響はピーナッツの入った小さな丸いチョコで奏はピーナッツが入っているのは同じだがそこからさらに様々な形に加工しグラニュー糖がまぶしてあった。憐はまず響の方から手を付ける。

 

「うまい‥」

 

丸いチョコを噛むと中にあるピーナッツの食感がいい感じにして柔らかいチョコとベストマッチ!し、絵も言われぬ美味しさを醸し出していた。それを響の様な美少女に貰うのだ。不味いはずがない。

 

「本当ですか⁉︎」

 

「あぁ、うまい‥」

 

「よかったぁ」

 

「私は?」

 

奏に急かされて憐は奏のチョコの星形に加工されたチョコを口にする。

 

「美味いぞ!これ」

 

そのチョコはただ甘いだけでなくチョコ独特の苦味を持ち、その苦味を上に振りかけられたグラニュー糖がうまく打ち消すかどうかのところに調整されている。しかも、チョコの形に合わせて上に振りかけるグラニュー糖の量を変えていた。

 

「へっ、当たり前だろ」

 

「あとは、部屋でゆっくり味わうことにするよ。コーヒーと一緒にな」

 

「ああ!」

 

「はい!」

 

憐は部屋に戻ろうとしていた足を止め振り返り、二人に最高の笑顔で言う。

 

「ありがとうな。二人共。
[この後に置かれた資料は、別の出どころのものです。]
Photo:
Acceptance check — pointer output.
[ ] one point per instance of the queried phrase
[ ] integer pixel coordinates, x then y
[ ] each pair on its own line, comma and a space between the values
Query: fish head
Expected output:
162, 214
ごちそうさま」

 

今度こそ憐は部屋に戻る。憐が見えなくなったら二人はガッツポーズをする。

 

「ヨッシァ!」

 

「ヤッター!」

 

そして、お互いを見てハイタッチをする。

 

「「イェーイ!」」

 

二人が打ち合わせた手の音は車の音などの人の生活音が一切しない、静かなだが温かい世界の夜空に鳴り響いた。